- Born: 1 October 1947 (age 78) Taranto, Italy
- Occupation: Politician
- Height: 1.82 m (6 ft 0 in)

= Adriano Tilgher (politician) =

Italian far-right politician (born 1947)

Adriano Tilgher (born 1 October 1947) is an Italian far-right and neo-fascist politician.

== Early life ==
Born in Taranto, Tilgher began his career as a member of the neo-fascist Italian Social Movement (Movimento Sociale Italiano), although in his youth he was also associated with National Vanguard (Avanguardia Nazionale) and attempted to refound it in 1970. He was given a prison sentence for what was judged an attempt to refound the National Fascist Party (Partito Nazionale Fascista).

== Career ==
In the late 1970s, Tilgher directed the transnational neo-fascist magazine Confidentiel in Rome. It was founded by Stefano Delle Chiaie in Paris in 1979. In 1987, Tilgher founded the National Popular League (Lega Nazionalpopolare), later rebranded as National Popular Alternative (Alternativa Nazional Popolare). Both movements proved short-lived and lacking in support. In 1994, Tilgher and Delle Chiaie co-authored Un meccanismo diabolico. Stragi. Servizi Segreti. Magistrati. The book dealt with what the authors claimed has been their victimisation by the Italian legal system. After giving up on the idea of leading his own movement, he joined Tricolour Flame (Fiamma Tricolore), a splinter group of the newly constituted National Alliance (Alleanza Nazionale), in 1996.
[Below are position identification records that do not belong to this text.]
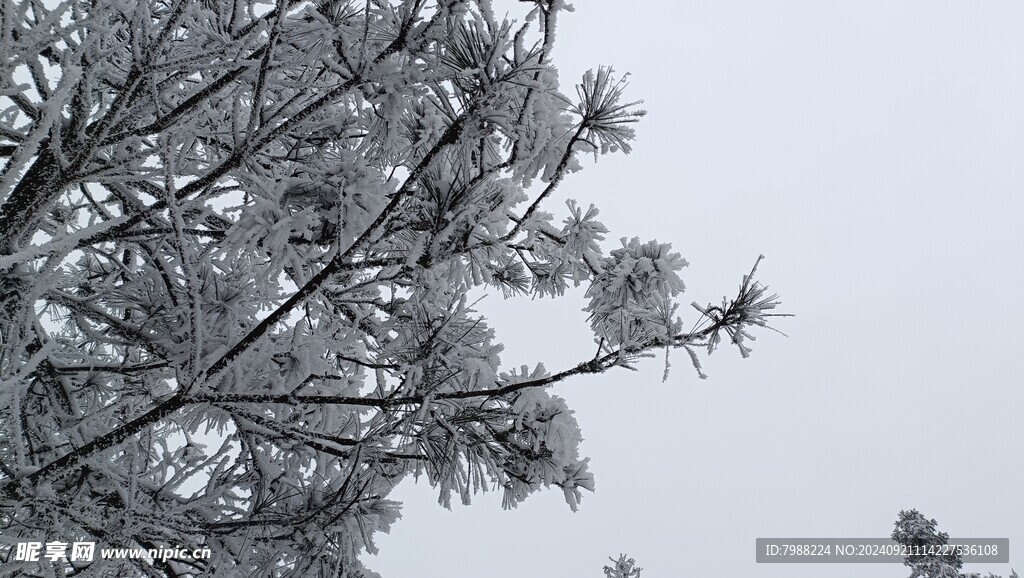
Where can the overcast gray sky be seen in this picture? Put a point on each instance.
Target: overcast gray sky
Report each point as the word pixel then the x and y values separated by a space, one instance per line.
pixel 873 152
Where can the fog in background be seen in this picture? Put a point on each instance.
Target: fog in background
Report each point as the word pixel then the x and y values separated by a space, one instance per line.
pixel 872 152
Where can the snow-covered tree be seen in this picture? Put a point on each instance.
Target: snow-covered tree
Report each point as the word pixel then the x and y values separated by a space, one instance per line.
pixel 623 568
pixel 238 241
pixel 913 530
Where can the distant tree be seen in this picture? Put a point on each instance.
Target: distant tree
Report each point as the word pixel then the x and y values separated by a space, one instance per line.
pixel 624 568
pixel 912 529
pixel 237 249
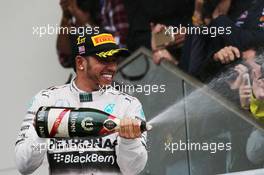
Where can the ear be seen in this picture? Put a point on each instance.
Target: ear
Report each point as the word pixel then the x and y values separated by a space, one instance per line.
pixel 80 63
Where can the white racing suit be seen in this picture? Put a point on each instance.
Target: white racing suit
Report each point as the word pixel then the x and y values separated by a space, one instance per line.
pixel 110 154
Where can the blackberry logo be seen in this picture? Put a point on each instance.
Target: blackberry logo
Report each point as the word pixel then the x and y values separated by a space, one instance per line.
pixel 58 157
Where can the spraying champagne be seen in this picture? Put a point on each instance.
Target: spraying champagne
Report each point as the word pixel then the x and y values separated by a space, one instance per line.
pixel 77 122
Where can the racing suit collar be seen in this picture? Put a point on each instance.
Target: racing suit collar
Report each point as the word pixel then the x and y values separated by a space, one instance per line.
pixel 84 96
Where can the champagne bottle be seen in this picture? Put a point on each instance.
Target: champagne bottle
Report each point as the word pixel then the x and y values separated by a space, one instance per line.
pixel 53 122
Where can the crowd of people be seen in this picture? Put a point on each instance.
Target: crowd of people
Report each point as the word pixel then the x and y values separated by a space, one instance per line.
pixel 202 55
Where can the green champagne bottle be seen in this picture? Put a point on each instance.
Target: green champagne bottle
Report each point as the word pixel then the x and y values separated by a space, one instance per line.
pixel 52 122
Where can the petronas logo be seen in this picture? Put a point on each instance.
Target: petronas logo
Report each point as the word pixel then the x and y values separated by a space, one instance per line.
pixel 87 124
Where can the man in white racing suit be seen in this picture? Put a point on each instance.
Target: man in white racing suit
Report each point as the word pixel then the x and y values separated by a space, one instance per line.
pixel 123 152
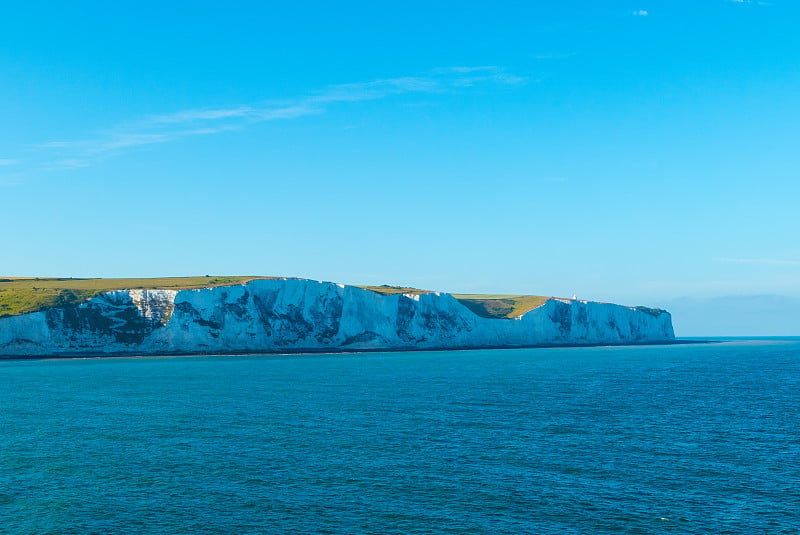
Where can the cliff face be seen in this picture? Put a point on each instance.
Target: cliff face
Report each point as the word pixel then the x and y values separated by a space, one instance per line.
pixel 290 315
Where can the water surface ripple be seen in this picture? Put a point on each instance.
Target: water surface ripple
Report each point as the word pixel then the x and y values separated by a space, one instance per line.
pixel 660 439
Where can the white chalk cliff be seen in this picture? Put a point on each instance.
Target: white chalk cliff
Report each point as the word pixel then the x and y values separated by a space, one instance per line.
pixel 295 315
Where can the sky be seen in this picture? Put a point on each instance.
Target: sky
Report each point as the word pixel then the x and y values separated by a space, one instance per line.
pixel 641 152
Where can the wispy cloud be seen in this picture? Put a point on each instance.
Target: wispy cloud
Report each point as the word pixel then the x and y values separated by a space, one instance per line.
pixel 767 261
pixel 555 55
pixel 168 127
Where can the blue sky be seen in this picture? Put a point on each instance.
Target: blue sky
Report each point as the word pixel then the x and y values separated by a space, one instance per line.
pixel 636 152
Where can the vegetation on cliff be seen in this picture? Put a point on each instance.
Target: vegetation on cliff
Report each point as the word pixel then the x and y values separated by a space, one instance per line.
pixel 22 296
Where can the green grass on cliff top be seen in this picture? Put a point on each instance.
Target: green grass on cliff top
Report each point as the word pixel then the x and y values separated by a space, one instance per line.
pixel 22 296
pixel 484 305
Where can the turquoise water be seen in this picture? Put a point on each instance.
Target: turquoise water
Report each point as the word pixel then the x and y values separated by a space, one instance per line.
pixel 660 439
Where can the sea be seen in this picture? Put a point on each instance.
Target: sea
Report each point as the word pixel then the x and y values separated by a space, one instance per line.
pixel 700 438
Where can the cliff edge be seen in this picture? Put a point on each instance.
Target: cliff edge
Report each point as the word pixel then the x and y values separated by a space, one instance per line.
pixel 297 315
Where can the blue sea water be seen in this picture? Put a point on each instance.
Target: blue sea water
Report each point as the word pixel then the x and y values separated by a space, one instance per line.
pixel 660 439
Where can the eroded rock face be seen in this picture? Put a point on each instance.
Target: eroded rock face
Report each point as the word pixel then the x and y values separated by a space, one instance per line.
pixel 302 315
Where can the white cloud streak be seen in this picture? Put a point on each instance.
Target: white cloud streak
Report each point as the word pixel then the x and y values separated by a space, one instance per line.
pixel 168 127
pixel 765 261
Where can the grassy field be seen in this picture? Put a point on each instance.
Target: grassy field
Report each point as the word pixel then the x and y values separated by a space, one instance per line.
pixel 25 295
pixel 21 296
pixel 500 306
pixel 392 290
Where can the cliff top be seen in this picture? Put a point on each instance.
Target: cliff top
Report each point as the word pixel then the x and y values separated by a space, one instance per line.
pixel 20 295
pixel 25 295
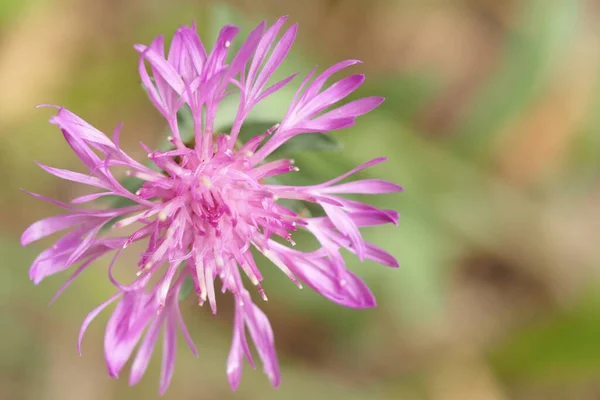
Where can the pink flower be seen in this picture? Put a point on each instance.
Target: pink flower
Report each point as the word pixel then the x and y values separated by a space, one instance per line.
pixel 209 205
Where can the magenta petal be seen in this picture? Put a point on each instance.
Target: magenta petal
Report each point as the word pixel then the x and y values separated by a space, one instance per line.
pixel 48 226
pixel 144 353
pixel 343 288
pixel 355 108
pixel 169 353
pixel 347 227
pixel 262 335
pixel 365 186
pixel 279 53
pixel 90 317
pixel 74 176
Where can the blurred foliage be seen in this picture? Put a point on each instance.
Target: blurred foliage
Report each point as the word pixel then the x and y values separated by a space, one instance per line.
pixel 496 297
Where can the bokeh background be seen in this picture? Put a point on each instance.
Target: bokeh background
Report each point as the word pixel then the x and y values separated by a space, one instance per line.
pixel 492 124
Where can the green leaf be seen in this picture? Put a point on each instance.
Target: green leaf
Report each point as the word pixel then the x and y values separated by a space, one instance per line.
pixel 308 142
pixel 186 288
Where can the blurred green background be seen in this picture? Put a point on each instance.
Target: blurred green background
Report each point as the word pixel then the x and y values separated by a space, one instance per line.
pixel 492 124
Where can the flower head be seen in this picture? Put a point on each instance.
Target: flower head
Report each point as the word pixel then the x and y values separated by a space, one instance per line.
pixel 209 201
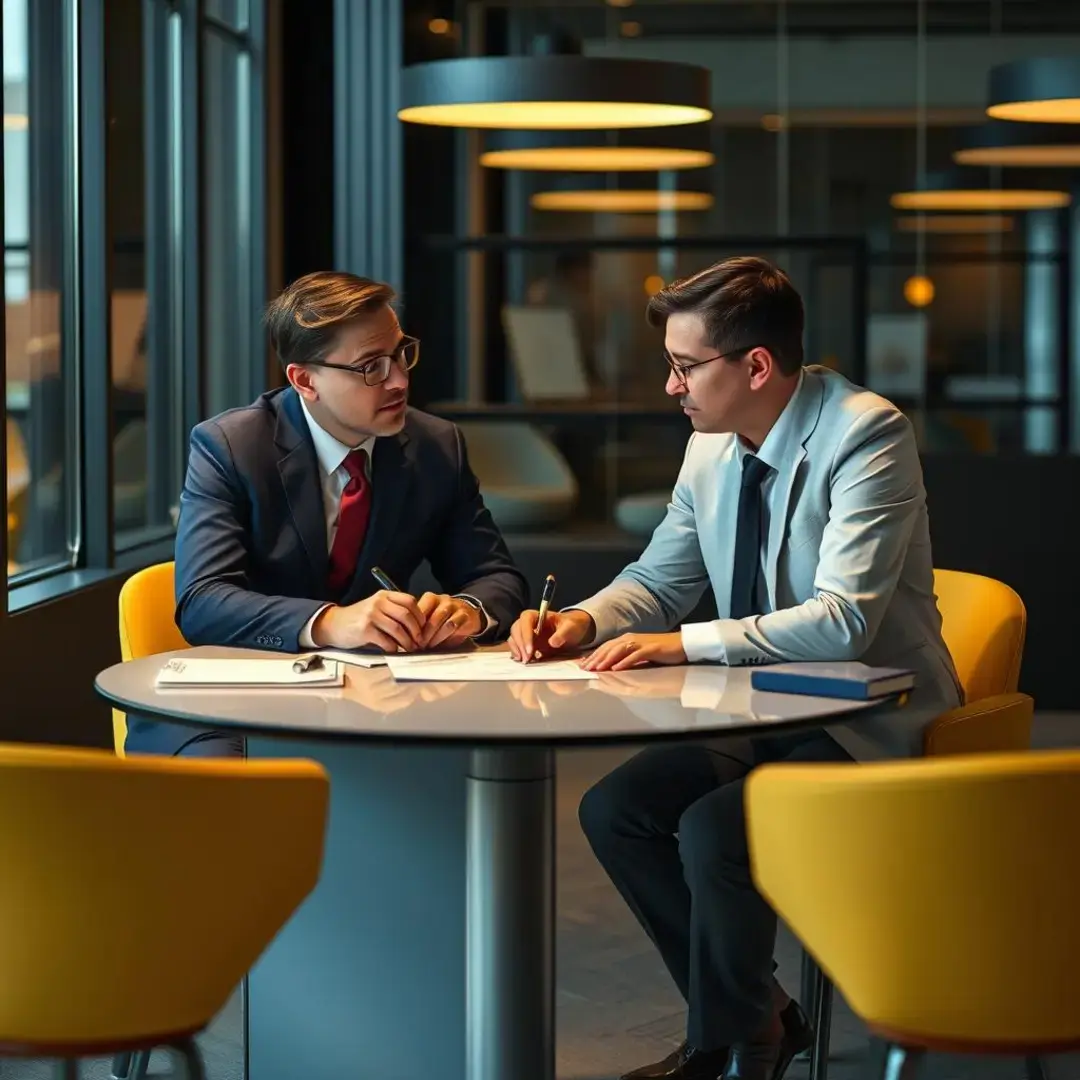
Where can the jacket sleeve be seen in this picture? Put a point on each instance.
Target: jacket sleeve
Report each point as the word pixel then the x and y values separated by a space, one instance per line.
pixel 215 604
pixel 655 593
pixel 876 495
pixel 470 556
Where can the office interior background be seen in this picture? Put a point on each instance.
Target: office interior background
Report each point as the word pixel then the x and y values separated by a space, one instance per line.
pixel 170 164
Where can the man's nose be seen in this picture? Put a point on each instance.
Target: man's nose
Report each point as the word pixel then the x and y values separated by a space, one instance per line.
pixel 397 378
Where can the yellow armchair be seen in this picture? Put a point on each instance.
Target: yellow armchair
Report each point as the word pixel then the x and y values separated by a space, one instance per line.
pixel 958 939
pixel 147 625
pixel 75 917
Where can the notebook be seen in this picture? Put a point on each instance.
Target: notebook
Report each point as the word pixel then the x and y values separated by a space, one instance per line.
pixel 850 679
pixel 207 672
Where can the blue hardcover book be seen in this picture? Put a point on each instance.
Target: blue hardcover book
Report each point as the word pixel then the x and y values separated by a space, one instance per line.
pixel 850 679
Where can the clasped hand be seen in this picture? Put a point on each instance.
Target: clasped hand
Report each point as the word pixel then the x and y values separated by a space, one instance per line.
pixel 399 622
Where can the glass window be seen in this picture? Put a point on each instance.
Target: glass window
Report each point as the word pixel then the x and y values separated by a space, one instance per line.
pixel 231 12
pixel 42 432
pixel 228 192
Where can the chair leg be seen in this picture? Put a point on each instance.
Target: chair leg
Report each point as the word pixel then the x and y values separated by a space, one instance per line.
pixel 808 990
pixel 192 1058
pixel 822 1025
pixel 1036 1070
pixel 901 1063
pixel 809 984
pixel 139 1065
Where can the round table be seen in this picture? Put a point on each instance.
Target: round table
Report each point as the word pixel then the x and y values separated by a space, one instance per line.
pixel 427 949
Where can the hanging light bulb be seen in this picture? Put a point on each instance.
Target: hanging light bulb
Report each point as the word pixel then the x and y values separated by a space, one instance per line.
pixel 975 190
pixel 633 149
pixel 1042 90
pixel 554 92
pixel 1013 145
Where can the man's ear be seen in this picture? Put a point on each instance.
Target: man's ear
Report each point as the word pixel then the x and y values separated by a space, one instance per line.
pixel 299 377
pixel 760 367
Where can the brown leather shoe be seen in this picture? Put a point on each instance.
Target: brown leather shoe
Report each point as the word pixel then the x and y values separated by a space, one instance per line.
pixel 684 1064
pixel 768 1058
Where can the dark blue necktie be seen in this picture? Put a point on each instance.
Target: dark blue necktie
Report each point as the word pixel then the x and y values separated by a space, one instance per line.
pixel 747 565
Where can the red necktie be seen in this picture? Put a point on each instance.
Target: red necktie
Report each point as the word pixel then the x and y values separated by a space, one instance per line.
pixel 354 511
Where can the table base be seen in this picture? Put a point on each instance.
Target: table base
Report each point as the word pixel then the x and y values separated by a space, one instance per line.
pixel 427 949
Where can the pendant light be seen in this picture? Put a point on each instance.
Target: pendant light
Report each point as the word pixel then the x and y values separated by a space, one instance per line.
pixel 554 92
pixel 635 149
pixel 970 224
pixel 626 192
pixel 1013 145
pixel 975 190
pixel 1043 90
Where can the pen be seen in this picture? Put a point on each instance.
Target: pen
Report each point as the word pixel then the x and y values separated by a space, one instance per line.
pixel 383 580
pixel 545 597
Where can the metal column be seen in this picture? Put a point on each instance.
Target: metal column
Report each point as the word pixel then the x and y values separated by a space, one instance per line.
pixel 1041 338
pixel 510 916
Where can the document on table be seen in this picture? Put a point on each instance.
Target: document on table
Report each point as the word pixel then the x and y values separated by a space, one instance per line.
pixel 483 667
pixel 379 659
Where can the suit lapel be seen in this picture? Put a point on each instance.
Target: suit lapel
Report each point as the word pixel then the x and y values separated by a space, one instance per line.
pixel 805 420
pixel 729 478
pixel 390 484
pixel 298 468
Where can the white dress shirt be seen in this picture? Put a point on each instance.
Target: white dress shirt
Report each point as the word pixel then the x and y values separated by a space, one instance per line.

Tilgher was expelled from Tricolour Flame in 1997 for his criticism of the leadership of Pino Rauti. In September 1997, he set up his own party, named National Front (Fronte Nazionale) after the French Front National (Front national), whose leader Jean-Marie Le Pen he invited to Rome during the elections of that year. The party changed its name to National Social Front (Fronte Sociale Nazionale) and was part of the Social Alternative (Alternativa Sociale) coalition led by Alessandra Mussolini until that group dissolved after a poor showing in the 2006 Italian general election. He subsequently formed an alliance with The Right (La Destra) in 2008.